When our Social Worker was told Mum would be self funding, she may as well of pulled out a party popper and danced for joy. Instead she replied “Good, I don’t have to fill out any paperwork”. Sheer laziness. She went, never to be seen again.
I’m assuming those who are Council funded are constantly hounded by Social Services?
Social Workers to me, rather than doing the job they are paid for, are just out to save every penny they can. No matter the harm it causes the client and family.
In answer to your Question, my Mum lashed out at a Nurse while she was in hospital. I was leaving and Mum decided to follow me, although she only had one more night in hospital.
The severity of it struck me hard, the Nurses had to fill out a book saying what had happened. My Mum, who despite having early signs of dementia, has never had a more severe dressing down from me. She does tend to listen to me and nothing like it has happened since.
If SS won’t listen, then complain and complain until they do listen. Something I’ve learnt from this forum…
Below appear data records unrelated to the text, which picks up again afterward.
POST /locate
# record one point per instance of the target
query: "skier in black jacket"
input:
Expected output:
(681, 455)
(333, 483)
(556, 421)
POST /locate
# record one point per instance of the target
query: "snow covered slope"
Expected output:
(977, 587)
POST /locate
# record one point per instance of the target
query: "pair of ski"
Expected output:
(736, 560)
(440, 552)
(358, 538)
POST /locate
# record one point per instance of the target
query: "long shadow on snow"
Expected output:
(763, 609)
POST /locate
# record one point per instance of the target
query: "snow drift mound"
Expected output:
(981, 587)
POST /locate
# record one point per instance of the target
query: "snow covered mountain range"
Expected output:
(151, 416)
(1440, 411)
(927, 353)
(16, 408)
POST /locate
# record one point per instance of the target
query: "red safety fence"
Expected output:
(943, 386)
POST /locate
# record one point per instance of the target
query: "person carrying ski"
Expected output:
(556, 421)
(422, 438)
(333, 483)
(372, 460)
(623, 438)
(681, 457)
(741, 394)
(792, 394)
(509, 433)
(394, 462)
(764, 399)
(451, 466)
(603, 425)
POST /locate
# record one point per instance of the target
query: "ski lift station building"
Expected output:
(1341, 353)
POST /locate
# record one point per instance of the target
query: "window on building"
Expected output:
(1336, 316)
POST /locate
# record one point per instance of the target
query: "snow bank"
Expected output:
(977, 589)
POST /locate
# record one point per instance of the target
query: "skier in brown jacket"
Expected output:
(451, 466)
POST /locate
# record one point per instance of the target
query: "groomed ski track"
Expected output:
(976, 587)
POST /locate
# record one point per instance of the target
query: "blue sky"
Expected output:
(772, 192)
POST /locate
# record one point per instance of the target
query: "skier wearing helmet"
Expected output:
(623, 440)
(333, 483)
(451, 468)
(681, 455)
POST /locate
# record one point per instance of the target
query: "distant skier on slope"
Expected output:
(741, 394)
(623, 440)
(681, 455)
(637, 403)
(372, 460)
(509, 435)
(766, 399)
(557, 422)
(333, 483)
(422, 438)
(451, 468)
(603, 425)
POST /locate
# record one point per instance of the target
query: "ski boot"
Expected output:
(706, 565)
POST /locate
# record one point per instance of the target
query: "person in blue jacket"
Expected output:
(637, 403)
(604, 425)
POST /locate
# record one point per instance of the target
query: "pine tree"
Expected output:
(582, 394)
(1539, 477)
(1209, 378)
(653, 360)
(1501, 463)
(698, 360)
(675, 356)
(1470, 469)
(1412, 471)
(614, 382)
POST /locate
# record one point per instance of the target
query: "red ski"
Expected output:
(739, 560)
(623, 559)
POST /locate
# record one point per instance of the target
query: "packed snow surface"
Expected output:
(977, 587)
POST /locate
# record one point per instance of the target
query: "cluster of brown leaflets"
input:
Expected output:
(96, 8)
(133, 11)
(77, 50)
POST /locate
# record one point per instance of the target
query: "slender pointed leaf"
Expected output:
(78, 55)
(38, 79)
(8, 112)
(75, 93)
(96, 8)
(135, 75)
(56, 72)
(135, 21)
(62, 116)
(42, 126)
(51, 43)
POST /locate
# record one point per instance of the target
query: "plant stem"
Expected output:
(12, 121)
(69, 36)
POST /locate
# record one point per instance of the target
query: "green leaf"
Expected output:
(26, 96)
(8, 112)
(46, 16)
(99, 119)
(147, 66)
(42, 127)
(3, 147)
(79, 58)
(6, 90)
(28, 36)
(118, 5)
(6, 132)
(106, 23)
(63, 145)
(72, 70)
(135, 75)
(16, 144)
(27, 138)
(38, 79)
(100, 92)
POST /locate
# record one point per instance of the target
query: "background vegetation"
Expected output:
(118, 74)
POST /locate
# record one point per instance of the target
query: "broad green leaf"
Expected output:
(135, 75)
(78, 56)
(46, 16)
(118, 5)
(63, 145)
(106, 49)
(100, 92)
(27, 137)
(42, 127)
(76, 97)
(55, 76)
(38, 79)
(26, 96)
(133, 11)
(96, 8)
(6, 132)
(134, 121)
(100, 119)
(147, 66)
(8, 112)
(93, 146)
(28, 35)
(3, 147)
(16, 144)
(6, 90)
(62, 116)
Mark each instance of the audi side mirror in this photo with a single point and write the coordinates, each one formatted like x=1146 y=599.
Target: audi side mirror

SS is wrong to dismiss her care assessment just because she is potentially self funded. Dont be fobbed off, you should also have a care assessment.
How do I get a care need assessment?
Get in touch with the adult social services department of your local council and ask for a care assessment (also known as a needs assessment). Explain you need support managing everyday tasks like washing, dressing and cooking.
There’s no charge for a care assessment and you’re entitled to one regardless of your income and savings, and regardless of what your needs are.
Thanks for your advice Karma…the care company have been so very good in getting a carer mum knows each time.They have also been in touch with her GP re the problem and are hoping to get mental health services involved. To be honest with you I have run out of fight at the moment after struggling with a son who was a drug/alcohol addict for 10 years, my dad dying 5 years ago and caring for him before he died and then my mum for the last 5 years and my marriage breaking down. Going through the very slow divorce process at the moment there are on,y so many battles I can fight as my mental health is not good either!
Bless you, do one thing at a time, take care of yourself. But do try get SS involved, as a proper laid out care plan and needs assessment is vital going forwards, and it sounds like someone needs to be offering you some support so insist on a care assessment for yourself. Do not feel obliged to tell SS you are able to support your Mum simply because you are supporting her, you need to be factually excluded from her assessment in order for them to not dump everything on you.
Sound as if you had your Mum’s situation in hand it would free you up to focus on your own self-care, and grief. Make sure to visit your own GP explain your current burdens and ask for support from local CMHT and perhaps get some one to one counselling for yourself.